Common Complaints Tenants Make

Any number of issues can be highlighted by tenants in their negative reviews, and we identified three common themes.

The most common complaint in negative reviews is maintenance. This shows up 48 percent of the time, which means almost half of those negative tenant reviews are maintenance-related.

After maintenance, the most common compliant is about communication. Then, there are complaints about customer service and the move-in experience. The move-in process brought in far more complaints than the move-out process.

A graph demonstrating the various categories that negative tenant reviews fall into.

Most complaints involved the lack of efficiency in getting repairs resolved. Property managers are negatively reviewed because the work takes too long to complete, it’s not done properly, or there’s bad communication between vendors and property managers. Many tenants complained that vendors never showed up for appointments and that their work orders were marked complete before the issue was taken care of.

Common Complaints Owners Make

The main complaints from owners centered on communication and customer service. Bad communication showed up in more than 50 percent of the complaints, and bad customer service showed up in more than 40 percent of the complaints.

After that, most negative owner reviews were about owner disbursements, fees and costs of property management, the condition of their homes, and maintenance problems.

A graph demonstrating the various categories that negative owner reviews fall into.

Most of the negative reviews complaining about communication mentioned that there was no transparency, owners didn’t know what was happening at the property, and it was hard getting anyone to return phone calls and messages.

There were also complaints of rude or unhelpful property management staff members.

How to Emerge from Bad Property Management Reviews

How can you use this information to prevent negative reviews of your property management company?

There’s some overlap with both tenant and owner complaints, and these are:

  • Communication
  • Customer Service
  • Maintenance

A Venn Diagram showing the negative tenant and owner review categories, and the categories that both tenant and owner reviews share

Improving these three areas in your business will lead to fewer negative reviews and more positive feedback. We recommend three important steps in getting there:

Analyze your current negative reviews and find the real problem. Maybe yours are different than the averages we found, and that’s okay. Know where your weaknesses are. Once you can see them, bring your team together to figure out which root causes are leading to these complaints. Keep digging until you get a clear picture of the problem.

Fix those problems. Work hard on the root causes you’ve identified. If you don’t solve the whole problem, it’s going to keep coming back.

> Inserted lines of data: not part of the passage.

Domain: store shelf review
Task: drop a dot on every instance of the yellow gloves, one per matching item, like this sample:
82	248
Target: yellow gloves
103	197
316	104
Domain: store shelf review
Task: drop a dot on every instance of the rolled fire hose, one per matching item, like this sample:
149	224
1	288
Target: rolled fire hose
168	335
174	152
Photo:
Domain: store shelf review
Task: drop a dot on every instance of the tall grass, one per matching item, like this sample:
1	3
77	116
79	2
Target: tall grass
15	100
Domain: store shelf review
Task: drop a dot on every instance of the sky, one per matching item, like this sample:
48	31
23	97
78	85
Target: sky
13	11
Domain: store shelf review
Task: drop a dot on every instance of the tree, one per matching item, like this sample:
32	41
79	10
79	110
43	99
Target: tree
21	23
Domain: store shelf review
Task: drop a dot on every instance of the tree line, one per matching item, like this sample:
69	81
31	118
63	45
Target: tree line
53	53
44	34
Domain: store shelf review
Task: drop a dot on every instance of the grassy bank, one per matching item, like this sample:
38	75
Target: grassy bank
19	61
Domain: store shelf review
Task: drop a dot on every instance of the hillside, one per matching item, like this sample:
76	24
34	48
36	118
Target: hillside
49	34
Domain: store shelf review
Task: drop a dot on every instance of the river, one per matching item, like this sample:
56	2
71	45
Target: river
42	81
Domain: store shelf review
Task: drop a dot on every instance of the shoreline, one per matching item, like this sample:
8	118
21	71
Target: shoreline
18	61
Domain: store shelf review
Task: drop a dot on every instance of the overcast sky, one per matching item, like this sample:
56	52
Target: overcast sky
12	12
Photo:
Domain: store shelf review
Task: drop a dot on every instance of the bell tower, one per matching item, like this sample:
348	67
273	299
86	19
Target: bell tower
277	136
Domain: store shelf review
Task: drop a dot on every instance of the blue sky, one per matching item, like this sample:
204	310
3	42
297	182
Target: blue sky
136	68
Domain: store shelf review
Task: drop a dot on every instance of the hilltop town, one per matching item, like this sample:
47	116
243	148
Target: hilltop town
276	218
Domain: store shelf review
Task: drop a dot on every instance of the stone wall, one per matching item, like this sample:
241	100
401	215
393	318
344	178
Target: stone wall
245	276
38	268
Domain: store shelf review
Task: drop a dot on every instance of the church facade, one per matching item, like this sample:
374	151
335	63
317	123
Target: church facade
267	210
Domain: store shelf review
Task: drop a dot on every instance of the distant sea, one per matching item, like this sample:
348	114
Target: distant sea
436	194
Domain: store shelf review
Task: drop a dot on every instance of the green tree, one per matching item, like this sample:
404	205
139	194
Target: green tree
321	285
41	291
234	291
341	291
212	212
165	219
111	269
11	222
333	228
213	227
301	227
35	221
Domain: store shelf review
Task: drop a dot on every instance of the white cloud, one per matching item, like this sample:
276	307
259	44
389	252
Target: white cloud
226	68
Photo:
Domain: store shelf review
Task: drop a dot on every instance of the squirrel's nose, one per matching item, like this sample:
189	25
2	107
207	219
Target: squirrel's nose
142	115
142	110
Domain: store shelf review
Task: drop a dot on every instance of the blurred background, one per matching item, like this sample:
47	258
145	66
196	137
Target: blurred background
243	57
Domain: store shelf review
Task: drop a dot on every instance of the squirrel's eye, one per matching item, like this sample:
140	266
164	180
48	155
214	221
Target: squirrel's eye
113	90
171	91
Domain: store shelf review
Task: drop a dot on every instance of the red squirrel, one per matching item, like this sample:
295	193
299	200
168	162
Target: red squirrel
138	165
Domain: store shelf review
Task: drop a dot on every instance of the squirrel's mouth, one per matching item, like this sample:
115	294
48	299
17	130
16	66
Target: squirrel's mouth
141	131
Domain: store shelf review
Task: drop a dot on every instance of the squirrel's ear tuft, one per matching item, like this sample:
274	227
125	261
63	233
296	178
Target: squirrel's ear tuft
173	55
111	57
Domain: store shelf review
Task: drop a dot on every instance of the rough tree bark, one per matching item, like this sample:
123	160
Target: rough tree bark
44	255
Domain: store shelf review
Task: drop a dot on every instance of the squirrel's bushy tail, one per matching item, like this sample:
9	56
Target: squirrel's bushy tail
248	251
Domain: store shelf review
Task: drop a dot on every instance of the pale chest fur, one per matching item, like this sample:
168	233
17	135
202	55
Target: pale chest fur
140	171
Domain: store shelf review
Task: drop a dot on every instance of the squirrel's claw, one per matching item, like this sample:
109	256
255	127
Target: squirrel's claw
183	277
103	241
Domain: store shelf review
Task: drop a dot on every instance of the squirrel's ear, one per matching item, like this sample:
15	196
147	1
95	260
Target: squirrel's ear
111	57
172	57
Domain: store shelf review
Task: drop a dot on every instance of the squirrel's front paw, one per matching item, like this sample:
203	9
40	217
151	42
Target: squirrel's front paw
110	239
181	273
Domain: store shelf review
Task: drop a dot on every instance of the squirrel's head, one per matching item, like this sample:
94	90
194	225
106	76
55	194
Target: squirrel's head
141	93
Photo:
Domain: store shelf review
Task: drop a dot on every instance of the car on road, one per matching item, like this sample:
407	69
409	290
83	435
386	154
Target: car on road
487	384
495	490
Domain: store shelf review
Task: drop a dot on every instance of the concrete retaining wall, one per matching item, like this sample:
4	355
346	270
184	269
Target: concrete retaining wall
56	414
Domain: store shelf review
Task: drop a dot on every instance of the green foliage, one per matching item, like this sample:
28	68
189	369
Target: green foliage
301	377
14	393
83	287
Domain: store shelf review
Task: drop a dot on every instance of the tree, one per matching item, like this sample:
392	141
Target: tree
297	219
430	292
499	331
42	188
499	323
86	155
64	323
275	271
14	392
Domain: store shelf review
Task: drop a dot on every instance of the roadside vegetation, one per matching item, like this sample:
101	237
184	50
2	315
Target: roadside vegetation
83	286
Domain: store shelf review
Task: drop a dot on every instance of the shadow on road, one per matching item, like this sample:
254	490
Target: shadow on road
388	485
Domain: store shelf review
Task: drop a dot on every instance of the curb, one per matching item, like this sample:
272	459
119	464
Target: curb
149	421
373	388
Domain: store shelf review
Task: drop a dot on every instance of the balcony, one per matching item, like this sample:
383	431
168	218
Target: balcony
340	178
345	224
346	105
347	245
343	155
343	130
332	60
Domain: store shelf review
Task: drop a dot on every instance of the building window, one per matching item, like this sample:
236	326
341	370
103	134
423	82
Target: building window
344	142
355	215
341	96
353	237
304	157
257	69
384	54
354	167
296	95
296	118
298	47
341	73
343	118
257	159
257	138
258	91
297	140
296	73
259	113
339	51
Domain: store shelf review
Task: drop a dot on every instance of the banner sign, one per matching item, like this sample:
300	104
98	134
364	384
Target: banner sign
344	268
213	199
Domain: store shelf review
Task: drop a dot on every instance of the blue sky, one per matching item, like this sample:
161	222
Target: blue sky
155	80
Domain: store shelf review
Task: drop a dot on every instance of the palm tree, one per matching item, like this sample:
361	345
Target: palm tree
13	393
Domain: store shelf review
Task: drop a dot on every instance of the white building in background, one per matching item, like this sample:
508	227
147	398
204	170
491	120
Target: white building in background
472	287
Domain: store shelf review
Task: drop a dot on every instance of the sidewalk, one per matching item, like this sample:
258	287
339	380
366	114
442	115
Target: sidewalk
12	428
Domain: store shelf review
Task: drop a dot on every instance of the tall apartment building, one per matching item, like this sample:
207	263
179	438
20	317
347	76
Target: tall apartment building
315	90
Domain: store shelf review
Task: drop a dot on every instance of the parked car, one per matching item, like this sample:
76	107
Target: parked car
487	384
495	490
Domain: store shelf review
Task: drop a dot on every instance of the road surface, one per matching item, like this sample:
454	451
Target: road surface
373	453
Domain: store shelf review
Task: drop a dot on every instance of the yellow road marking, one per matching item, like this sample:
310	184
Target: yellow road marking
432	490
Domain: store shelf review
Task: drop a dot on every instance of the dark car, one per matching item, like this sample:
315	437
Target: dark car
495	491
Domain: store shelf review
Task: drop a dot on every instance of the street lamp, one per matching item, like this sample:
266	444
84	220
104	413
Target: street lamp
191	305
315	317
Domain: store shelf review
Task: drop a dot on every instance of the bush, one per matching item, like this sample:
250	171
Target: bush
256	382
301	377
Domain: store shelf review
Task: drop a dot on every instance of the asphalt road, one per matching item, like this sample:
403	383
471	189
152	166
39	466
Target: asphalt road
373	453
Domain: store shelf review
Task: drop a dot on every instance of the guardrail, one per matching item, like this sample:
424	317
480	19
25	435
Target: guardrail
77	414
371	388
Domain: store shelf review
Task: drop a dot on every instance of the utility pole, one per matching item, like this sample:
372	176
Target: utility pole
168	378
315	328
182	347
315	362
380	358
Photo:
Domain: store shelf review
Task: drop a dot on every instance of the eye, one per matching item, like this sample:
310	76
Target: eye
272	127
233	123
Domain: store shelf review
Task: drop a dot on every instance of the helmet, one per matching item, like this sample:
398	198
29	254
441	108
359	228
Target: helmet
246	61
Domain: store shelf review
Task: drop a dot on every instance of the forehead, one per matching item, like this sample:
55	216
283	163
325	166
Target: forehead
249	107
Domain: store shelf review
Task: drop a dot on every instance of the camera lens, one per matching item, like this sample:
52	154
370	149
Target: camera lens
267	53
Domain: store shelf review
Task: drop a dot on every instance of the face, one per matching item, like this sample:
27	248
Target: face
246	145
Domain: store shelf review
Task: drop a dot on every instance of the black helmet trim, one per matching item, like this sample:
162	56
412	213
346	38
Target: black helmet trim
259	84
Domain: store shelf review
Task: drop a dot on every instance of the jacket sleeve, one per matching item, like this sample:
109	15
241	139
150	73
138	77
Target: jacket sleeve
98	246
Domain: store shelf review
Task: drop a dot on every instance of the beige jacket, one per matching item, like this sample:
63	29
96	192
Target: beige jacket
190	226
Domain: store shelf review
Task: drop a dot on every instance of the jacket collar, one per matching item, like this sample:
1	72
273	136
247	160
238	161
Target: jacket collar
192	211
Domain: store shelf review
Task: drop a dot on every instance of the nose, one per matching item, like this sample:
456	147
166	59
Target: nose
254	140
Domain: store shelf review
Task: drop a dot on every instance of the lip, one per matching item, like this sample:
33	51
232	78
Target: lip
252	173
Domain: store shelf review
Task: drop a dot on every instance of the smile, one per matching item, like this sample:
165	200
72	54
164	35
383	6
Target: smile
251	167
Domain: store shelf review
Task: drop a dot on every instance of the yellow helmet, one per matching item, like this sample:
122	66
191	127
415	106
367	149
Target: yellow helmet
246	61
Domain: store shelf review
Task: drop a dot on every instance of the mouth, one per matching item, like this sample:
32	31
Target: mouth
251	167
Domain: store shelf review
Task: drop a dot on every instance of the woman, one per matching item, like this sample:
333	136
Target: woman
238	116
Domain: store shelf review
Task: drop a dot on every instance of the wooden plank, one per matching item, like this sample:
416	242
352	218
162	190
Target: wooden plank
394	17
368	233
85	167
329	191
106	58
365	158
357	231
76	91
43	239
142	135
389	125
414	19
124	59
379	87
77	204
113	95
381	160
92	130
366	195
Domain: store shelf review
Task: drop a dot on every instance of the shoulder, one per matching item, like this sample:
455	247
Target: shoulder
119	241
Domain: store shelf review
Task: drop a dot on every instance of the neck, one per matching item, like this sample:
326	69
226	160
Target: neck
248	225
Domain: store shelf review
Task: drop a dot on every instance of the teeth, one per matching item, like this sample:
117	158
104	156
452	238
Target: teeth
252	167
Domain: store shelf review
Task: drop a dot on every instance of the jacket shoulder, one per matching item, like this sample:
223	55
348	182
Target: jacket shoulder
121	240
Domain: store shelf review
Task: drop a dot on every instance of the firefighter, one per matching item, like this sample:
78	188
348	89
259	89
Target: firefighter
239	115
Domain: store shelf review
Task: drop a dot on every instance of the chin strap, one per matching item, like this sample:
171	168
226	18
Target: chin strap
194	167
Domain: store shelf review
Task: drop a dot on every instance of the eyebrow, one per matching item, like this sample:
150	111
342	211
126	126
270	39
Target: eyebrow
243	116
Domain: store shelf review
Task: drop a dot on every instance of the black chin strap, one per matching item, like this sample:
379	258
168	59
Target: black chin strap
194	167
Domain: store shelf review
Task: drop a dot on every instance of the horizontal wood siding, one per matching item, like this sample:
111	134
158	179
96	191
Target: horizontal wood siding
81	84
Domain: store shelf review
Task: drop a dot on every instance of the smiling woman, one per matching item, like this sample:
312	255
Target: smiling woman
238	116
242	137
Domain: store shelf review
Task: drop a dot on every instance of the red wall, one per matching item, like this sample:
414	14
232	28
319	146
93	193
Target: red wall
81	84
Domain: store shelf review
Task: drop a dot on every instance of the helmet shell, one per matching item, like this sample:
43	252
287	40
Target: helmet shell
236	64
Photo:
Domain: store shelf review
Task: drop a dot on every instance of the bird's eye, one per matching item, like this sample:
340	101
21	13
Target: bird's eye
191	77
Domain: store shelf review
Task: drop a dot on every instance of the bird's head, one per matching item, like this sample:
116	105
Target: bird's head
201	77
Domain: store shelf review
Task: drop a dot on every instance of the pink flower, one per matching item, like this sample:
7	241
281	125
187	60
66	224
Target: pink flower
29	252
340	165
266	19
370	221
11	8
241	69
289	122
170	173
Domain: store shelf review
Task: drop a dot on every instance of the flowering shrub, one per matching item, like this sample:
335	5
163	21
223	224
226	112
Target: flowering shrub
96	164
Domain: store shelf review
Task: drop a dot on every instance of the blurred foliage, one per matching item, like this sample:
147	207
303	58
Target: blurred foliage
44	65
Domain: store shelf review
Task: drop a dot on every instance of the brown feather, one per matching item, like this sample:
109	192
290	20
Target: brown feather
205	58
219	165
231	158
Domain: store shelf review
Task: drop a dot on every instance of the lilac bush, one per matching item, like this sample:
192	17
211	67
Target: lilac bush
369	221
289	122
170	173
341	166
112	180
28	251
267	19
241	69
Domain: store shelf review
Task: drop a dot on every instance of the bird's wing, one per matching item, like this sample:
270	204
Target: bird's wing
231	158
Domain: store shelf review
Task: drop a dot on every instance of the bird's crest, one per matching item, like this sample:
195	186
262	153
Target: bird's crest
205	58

Make the necessary repairs to your reputation. Ask for reviews again, but not until you can be sure you’ll get positive reviews. Keep addressing those negative reviews that come in, and make sure you’re doing the necessary work to turn them positive.

If you’re curious about ways you can incentivize online reviews, check out our blog, “Incentivizing Your Online Property Management Reviews: What to Do and What Not to Do.”

Don’t ask for reviews without fixing the underlying problem. If you can communicate transparently, demonstrate empathy and care, and put together smart systems that include accountability, you can expect better reviews.